また、今回の塩野義製薬のマイルストーン達成は、すでにご報告しているラクオリア創薬や武田薬品のマイルストーン達成とは意味合いが異なります。
当社と製薬会社とのmRNA標的低分子創薬の共同研究には、大きく分けて「ターゲット探索」、「スクリーニング」、「ヒット化合物検証」、「リード化合物最適化」の4つのプロセスがあります。その中でも、mRNA標的低分子創薬を実施するうえで一番クリティカルかつ当社の寄与割合が大きいプロセスは、mRNA上にターゲット構造を見出す「ターゲット探索」およびターゲット構造に結合する低分子化合物を実験的に発見する「スクリーニング」です。
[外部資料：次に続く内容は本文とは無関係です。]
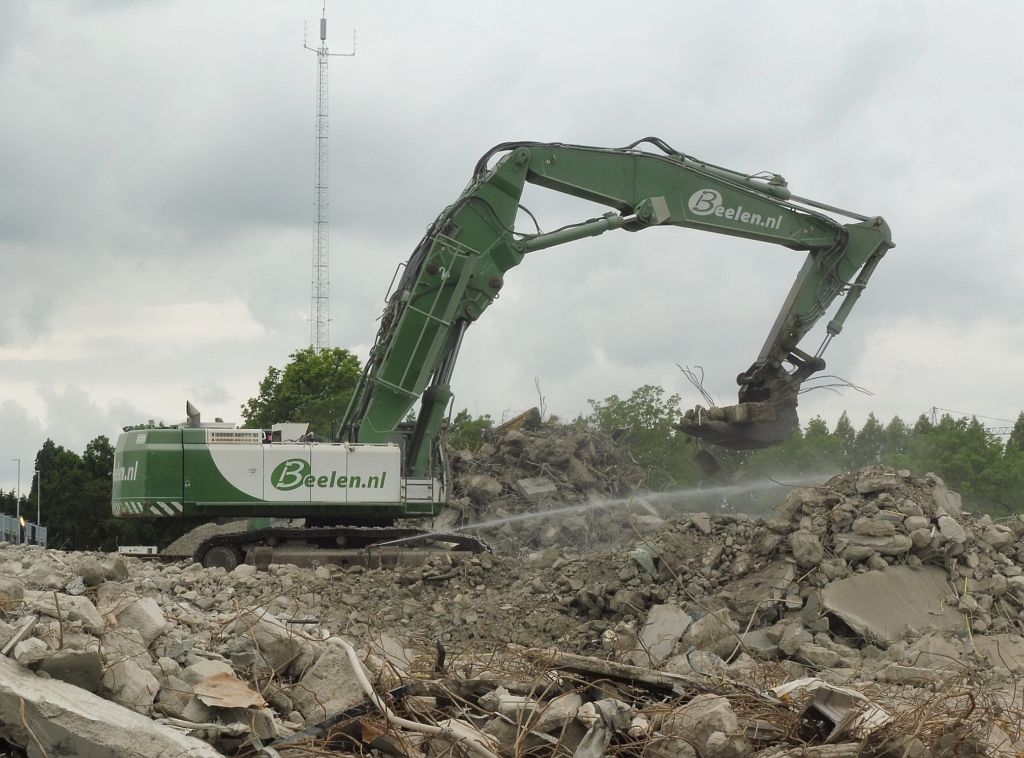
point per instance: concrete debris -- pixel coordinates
(885, 605)
(226, 690)
(626, 625)
(844, 711)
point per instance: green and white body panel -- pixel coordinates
(216, 472)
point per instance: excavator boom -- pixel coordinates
(459, 267)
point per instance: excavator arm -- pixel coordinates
(458, 269)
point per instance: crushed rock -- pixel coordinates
(679, 626)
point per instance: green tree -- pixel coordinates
(845, 434)
(314, 387)
(868, 445)
(1016, 439)
(646, 421)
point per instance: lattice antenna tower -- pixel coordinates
(320, 301)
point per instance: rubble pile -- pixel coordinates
(529, 466)
(868, 616)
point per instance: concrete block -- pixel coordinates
(328, 687)
(51, 717)
(144, 616)
(67, 607)
(200, 670)
(131, 685)
(281, 647)
(663, 629)
(81, 668)
(536, 489)
(880, 605)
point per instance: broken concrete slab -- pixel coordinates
(328, 687)
(51, 717)
(81, 668)
(67, 607)
(145, 617)
(131, 685)
(662, 630)
(883, 605)
(537, 489)
(1005, 650)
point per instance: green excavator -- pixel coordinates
(382, 467)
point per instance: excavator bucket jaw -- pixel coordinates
(744, 426)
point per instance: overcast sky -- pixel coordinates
(157, 222)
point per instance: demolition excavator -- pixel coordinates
(381, 467)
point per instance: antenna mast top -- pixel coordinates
(320, 304)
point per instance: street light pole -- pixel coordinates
(17, 502)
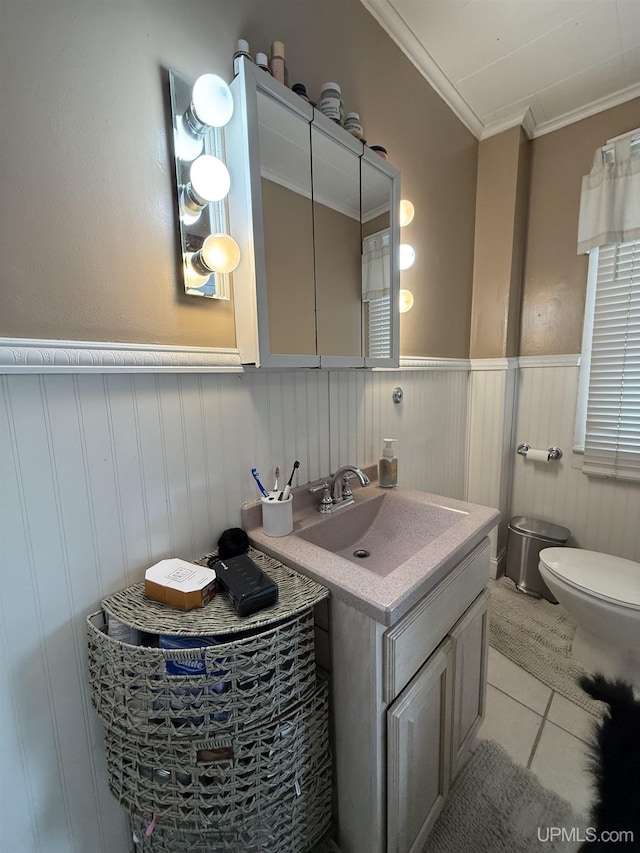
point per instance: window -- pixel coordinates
(608, 423)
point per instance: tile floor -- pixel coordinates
(539, 729)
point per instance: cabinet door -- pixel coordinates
(418, 753)
(337, 243)
(470, 640)
(271, 217)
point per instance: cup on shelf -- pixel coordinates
(277, 516)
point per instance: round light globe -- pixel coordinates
(212, 101)
(220, 253)
(210, 178)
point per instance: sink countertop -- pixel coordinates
(385, 599)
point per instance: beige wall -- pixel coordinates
(501, 201)
(89, 250)
(554, 274)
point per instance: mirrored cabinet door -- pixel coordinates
(270, 201)
(337, 244)
(306, 200)
(287, 215)
(380, 201)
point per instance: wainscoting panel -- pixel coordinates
(103, 475)
(429, 423)
(601, 514)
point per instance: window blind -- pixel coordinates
(379, 327)
(612, 440)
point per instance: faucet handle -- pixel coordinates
(326, 503)
(347, 492)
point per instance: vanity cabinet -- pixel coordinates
(408, 701)
(304, 193)
(418, 731)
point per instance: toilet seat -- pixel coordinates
(610, 578)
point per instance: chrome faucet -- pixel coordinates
(336, 492)
(339, 485)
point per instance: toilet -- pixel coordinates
(602, 593)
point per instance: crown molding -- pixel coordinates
(403, 36)
(599, 106)
(396, 28)
(520, 119)
(34, 355)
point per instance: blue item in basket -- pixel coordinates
(192, 666)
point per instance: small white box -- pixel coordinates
(180, 584)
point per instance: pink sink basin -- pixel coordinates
(382, 533)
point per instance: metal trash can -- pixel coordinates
(526, 538)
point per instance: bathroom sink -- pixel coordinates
(412, 540)
(382, 533)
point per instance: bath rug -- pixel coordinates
(501, 807)
(537, 636)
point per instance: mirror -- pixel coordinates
(336, 216)
(287, 213)
(304, 193)
(380, 279)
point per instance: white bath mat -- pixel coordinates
(537, 635)
(500, 807)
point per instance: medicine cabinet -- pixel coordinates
(305, 197)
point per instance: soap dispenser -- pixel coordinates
(388, 465)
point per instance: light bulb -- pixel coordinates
(211, 103)
(407, 211)
(407, 256)
(406, 301)
(220, 253)
(210, 178)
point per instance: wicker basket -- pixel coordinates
(292, 826)
(248, 682)
(233, 756)
(225, 782)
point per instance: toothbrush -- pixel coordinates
(284, 494)
(256, 477)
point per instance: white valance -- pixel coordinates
(610, 200)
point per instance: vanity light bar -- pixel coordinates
(200, 112)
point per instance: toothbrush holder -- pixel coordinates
(277, 516)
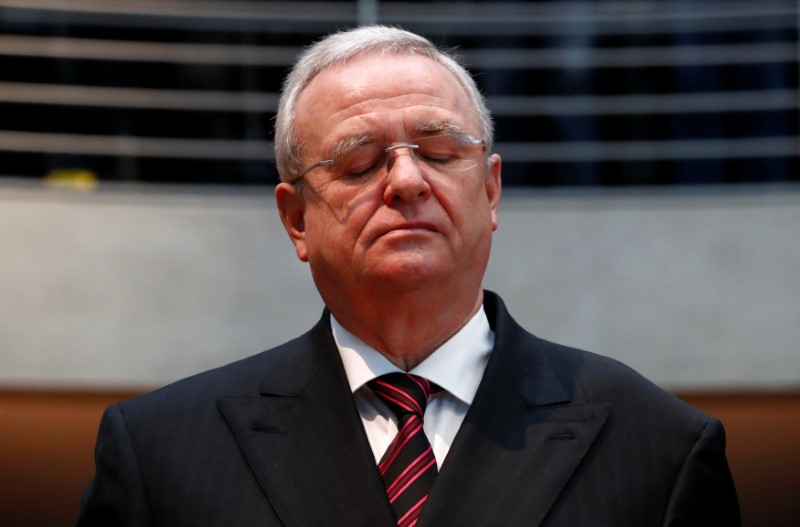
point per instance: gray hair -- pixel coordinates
(338, 48)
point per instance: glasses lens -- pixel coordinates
(448, 153)
(442, 153)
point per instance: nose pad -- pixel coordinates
(394, 154)
(404, 185)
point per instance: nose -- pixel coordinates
(405, 180)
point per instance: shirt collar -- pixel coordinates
(457, 366)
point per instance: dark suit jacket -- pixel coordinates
(555, 436)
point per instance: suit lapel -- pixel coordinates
(520, 442)
(305, 443)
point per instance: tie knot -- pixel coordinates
(403, 393)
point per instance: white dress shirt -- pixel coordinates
(457, 367)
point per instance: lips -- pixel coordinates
(407, 227)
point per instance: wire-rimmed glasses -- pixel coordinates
(444, 153)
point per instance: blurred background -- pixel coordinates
(651, 209)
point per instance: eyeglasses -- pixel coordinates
(445, 154)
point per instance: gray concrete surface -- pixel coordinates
(135, 287)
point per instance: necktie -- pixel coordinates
(408, 467)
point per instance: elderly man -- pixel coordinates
(416, 399)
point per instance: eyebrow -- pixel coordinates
(346, 144)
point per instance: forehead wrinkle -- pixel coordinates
(440, 127)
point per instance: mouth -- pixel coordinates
(406, 230)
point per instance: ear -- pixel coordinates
(494, 186)
(292, 209)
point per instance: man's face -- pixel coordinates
(407, 225)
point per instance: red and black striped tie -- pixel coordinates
(408, 467)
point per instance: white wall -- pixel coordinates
(133, 288)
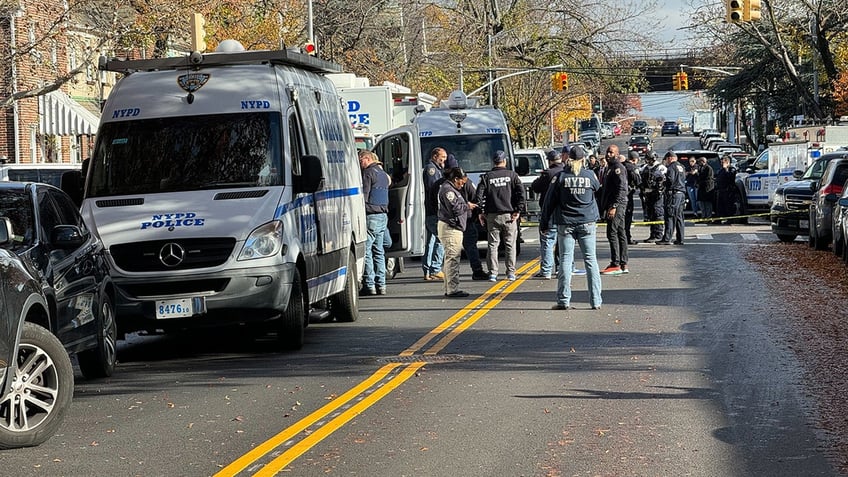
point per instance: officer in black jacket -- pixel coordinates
(675, 199)
(501, 196)
(547, 240)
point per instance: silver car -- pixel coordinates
(36, 377)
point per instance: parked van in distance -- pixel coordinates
(226, 187)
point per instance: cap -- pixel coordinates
(451, 162)
(577, 152)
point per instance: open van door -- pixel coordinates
(400, 154)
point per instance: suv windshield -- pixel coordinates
(474, 152)
(16, 205)
(186, 154)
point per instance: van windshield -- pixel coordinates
(474, 152)
(178, 154)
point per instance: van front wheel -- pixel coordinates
(345, 304)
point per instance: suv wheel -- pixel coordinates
(42, 385)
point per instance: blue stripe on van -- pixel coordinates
(312, 198)
(327, 277)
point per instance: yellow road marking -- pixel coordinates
(324, 430)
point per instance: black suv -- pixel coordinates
(827, 192)
(790, 208)
(48, 234)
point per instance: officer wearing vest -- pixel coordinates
(675, 199)
(653, 195)
(375, 190)
(547, 241)
(501, 196)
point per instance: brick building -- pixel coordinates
(41, 41)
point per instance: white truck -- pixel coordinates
(703, 119)
(773, 167)
(373, 110)
(471, 133)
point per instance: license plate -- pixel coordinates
(179, 308)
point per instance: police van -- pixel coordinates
(470, 132)
(226, 188)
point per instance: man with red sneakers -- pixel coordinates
(614, 207)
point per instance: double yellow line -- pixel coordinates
(335, 414)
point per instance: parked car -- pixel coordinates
(36, 376)
(639, 127)
(670, 127)
(825, 194)
(640, 144)
(48, 234)
(790, 207)
(839, 224)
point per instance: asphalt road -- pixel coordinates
(682, 372)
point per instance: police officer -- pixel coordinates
(675, 199)
(614, 206)
(501, 196)
(375, 189)
(434, 253)
(634, 183)
(653, 205)
(547, 239)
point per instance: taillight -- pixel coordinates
(832, 189)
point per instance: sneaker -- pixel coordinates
(611, 270)
(457, 294)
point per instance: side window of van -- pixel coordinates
(294, 144)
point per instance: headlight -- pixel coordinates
(263, 242)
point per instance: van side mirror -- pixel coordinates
(311, 175)
(5, 231)
(523, 167)
(73, 184)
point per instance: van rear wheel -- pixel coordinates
(345, 304)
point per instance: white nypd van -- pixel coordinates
(226, 188)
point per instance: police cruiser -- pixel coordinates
(226, 187)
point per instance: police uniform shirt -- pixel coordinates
(675, 177)
(571, 199)
(453, 210)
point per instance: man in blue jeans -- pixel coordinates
(434, 252)
(375, 189)
(570, 205)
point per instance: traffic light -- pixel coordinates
(198, 33)
(556, 82)
(735, 12)
(751, 10)
(309, 48)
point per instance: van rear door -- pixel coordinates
(400, 153)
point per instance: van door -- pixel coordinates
(400, 154)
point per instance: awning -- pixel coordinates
(62, 116)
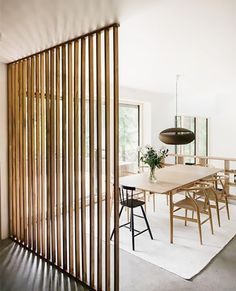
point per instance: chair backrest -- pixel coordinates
(126, 193)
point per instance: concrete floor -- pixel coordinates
(22, 271)
(219, 275)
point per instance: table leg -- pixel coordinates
(171, 216)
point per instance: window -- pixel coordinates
(129, 124)
(199, 147)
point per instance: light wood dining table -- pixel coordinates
(169, 180)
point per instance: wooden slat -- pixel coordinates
(108, 157)
(99, 161)
(58, 159)
(24, 148)
(34, 195)
(76, 158)
(17, 150)
(116, 156)
(38, 159)
(83, 161)
(10, 119)
(91, 157)
(48, 154)
(29, 133)
(64, 157)
(21, 203)
(49, 197)
(70, 161)
(52, 155)
(13, 151)
(43, 153)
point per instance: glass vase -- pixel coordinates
(152, 176)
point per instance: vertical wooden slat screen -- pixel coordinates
(61, 103)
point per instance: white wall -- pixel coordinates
(195, 39)
(3, 151)
(158, 113)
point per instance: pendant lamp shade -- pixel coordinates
(176, 135)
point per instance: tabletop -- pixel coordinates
(169, 178)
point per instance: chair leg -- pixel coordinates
(145, 218)
(210, 217)
(119, 218)
(186, 215)
(127, 209)
(199, 227)
(132, 227)
(145, 200)
(227, 207)
(218, 212)
(154, 202)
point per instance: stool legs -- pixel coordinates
(119, 218)
(145, 218)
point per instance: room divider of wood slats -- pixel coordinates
(63, 156)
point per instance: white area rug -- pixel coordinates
(186, 257)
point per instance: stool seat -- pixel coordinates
(132, 203)
(127, 200)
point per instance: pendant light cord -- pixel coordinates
(176, 95)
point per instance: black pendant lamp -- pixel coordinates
(176, 135)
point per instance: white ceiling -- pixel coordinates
(28, 26)
(158, 38)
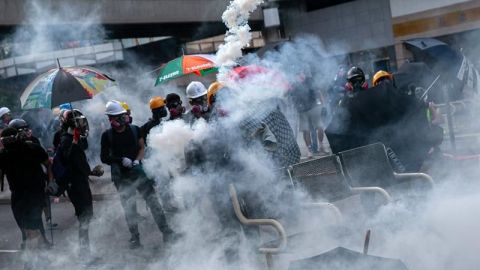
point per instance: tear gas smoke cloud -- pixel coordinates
(47, 23)
(238, 36)
(439, 235)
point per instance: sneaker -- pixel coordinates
(135, 242)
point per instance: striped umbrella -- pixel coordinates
(198, 64)
(64, 85)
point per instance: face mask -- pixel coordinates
(176, 111)
(198, 110)
(159, 113)
(118, 122)
(222, 113)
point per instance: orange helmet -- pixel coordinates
(156, 102)
(212, 91)
(381, 74)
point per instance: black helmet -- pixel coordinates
(18, 124)
(355, 72)
(67, 117)
(9, 137)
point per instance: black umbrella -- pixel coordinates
(412, 75)
(444, 61)
(342, 258)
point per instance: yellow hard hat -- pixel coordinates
(379, 75)
(212, 90)
(156, 102)
(125, 105)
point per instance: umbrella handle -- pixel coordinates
(366, 244)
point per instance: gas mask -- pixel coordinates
(356, 84)
(199, 106)
(175, 109)
(118, 121)
(159, 113)
(199, 110)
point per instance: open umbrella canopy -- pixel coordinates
(198, 64)
(452, 66)
(63, 85)
(436, 54)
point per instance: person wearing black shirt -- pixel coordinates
(123, 148)
(22, 163)
(157, 105)
(75, 180)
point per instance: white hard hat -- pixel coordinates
(114, 107)
(196, 89)
(3, 111)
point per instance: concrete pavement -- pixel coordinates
(108, 235)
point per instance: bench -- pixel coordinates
(323, 179)
(370, 166)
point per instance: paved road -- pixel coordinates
(108, 233)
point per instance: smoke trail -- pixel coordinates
(238, 35)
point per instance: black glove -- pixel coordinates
(52, 188)
(97, 171)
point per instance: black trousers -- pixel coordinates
(27, 207)
(127, 184)
(81, 197)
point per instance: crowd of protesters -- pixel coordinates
(350, 113)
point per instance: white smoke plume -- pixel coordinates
(238, 35)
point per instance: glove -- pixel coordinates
(127, 163)
(52, 188)
(97, 171)
(76, 135)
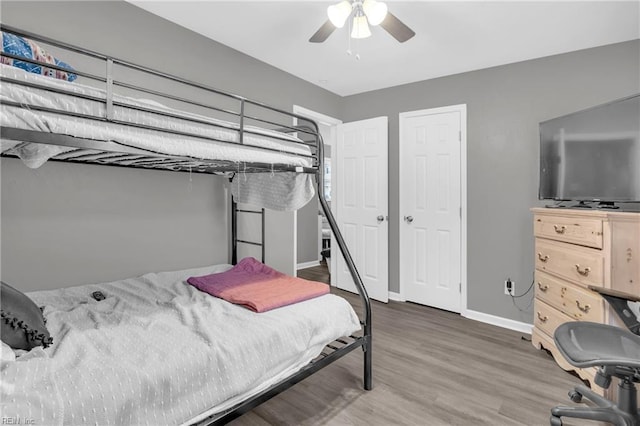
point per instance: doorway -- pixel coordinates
(433, 207)
(311, 227)
(364, 225)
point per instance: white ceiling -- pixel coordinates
(451, 36)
ここでは当社独自のmRNA構造解析技術やスクリーニング技術が必須となります。一方、「ヒット化合物検証」と「リード化合物最適化」のプロセスでは、当社から提供するmRNA標的特有の技術を必要としつつも、タンパク質を標的とした通常の低分子創薬の技術と共通している部分が多くなるため、製薬会社の担当割合がより大きくなります。

ラクオリア創薬や武田薬品との共同創薬研究において「最初のマイルストーン達成」を契約締結後約1年でご報告できたことは、共同研究の前半プロセスにおける当社の技術力の確かさと迅速性を証明するものであると考えています。一方、塩野義製薬との「今回のマイルストーン達成」は、タンパク質を標的とした通常の低分子創薬と共通する部分の成果を含むものであり、当社のmRNA関連の技術的支援があれば、通常の低分子創薬同様にmRNA標的という全く新しい低分子創薬に取り組めることを示唆するものになったのではないかと考えています。

技術革新で挑む、ハイブリッド型ビジネスモデルへの転換

当社がプラットフォーム事業として取り組むmRNA標的低分子創薬には、mRNAを低分子医薬品で標的とするために必要となるmRNA関連技術の開発と、通常の低分子創薬で直面するリスクの両方に影響を受ける難しさがあります。mRNA関連特有の技術については、当社は常に技術革新に努めています。その一例として、大阪大学と当社の研究チームが世界に先駆けて実施した「リード化合物最適化」に関する研究について、その研究成果の一部を2023年11月に学術論文として発表しました。(論文はこちら

今後も、こうしたmRNA関連の最新技術を製薬会社に提供することを通じて、プラットフォーム事業のさらなる拡大を目指していきます。また、プラットフォーム事業で培った技術力と経験を活かして、今後は自社パイプラインの創出も進めていきます

このように当社は現在、プラットフォーム型ビジネスからハイブリッド型ビジネスモデルへの転換を果敢に進めているところです。引き続き、皆さまのご支援をよろしくお願いいたします。